Unless otherwise defined, all terms (including technical and scientific terms) used herein have the same meaning as commonly understood by one of ordinary skill in the art to which example examples belong. It be further understood that terms, such as those defined in commonly used dictionaries, should be interpreted as having a meaning that is consistent with their meaning in the context of the relevant art and not be interpreted in an idealized or overly formal sense unless expressly so defined herein.

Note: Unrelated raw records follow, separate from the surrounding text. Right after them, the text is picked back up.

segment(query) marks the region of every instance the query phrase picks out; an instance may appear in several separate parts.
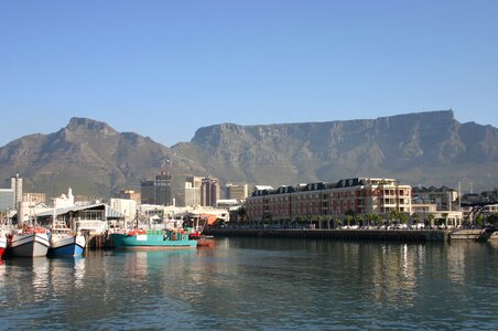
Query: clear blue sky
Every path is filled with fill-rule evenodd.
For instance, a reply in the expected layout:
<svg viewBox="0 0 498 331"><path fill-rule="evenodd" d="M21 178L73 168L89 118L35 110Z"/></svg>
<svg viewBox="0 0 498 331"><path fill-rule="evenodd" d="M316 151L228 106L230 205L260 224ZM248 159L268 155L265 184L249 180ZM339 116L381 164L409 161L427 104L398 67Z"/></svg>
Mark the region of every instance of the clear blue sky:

The spatially relative terms “outer,” “inner,” “upper,” “lower,” “below,” “above,” “vertical,” “horizontal,” and similar terms, may be used herein for ease of description to describe the relations between one element or component and another element or component as illustrated in the drawings. It be understood that the spatially relative terms are intended to encompass different orientations of the device in use or operation, in addition to the orientation depicted in the drawings. For example, in the case where a device shown in the drawing is turned over, the device positioned “below” or “beneath” another device may be placed “above” another device. Accordingly, the illustrative term “below” may include both the lower and upper positions. The device may also be oriented in the other direction, and thus the spatially relative terms may be interpreted differently depending on the orientations.
Unless otherwise expressly stated, comparative and/or quantitative terms, such as “less,” “more,” “greater,” and the like, are intended to encompass the concepts of equality. For example, “less” can mean not only “less” in the strictest mathematical sense, but also, “less than or equal to.”